Fakat nedense ‘her şey başlamadan hemen önce’ yazılan bu mektup ve özellikle bu ‘plaklardan arınma’ sahnesi en çarpıcı bölümdür naçizane fikrimce.
İlerleyen sayfalarda pek çok listesini görürüz. Sevdiği şarkıları, grupları defalarca sayar döker.
The Eagles’ı imha eden genç adamın Creedence Clearwater Revival’a sevgisinin sürdüğünü görünce Big Lebowski’ye, The Dude’a selam çakmak isteği duyarım.
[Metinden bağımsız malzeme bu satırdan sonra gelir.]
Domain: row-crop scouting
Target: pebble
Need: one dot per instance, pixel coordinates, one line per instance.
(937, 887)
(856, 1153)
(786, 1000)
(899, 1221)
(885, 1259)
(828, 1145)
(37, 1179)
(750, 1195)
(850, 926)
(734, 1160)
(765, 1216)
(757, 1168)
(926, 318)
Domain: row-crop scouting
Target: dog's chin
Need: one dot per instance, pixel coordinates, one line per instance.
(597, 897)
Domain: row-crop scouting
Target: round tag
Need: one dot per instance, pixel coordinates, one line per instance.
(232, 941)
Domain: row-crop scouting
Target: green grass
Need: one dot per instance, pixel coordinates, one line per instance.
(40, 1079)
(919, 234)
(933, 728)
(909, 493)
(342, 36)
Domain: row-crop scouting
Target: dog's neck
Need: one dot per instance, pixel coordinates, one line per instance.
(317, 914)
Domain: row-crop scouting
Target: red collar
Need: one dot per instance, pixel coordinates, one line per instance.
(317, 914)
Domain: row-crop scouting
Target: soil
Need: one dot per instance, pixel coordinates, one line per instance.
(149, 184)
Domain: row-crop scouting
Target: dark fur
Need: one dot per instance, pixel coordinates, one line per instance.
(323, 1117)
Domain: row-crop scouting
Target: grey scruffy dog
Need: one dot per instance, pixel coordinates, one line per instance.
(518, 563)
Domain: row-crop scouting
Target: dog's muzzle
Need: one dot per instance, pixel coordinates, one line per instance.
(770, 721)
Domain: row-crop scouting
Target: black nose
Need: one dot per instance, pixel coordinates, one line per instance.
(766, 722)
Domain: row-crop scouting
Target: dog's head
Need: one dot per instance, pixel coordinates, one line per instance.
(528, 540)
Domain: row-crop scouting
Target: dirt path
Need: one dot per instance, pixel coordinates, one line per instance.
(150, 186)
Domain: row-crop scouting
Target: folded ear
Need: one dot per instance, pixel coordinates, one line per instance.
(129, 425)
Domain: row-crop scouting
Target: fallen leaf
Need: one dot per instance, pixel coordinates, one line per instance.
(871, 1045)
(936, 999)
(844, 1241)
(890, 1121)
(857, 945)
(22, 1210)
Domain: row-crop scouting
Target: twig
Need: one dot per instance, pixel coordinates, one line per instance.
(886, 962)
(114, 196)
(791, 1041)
The Beatles’la Butthole Surfers’ı, Black Flag’le Roy Orbison’ı, Mudhoney ile Aerosmith’i buluşturan enteresan listelerdir.
Aerosmith, nefret ettiği bütün ‘maço ve stilize rock’ klişelerinin bayrak grubudur ama listesinden düşmemiştir.
Genç bir adamın Joni Mitchell’ı imha edip Aerosmith’i ‘bir şekilde sevmeyi sürdürmesi’ tuhaf gelebilir, gençlik hezeyanı, kafa karışıklığı diye geçiştirilebilir.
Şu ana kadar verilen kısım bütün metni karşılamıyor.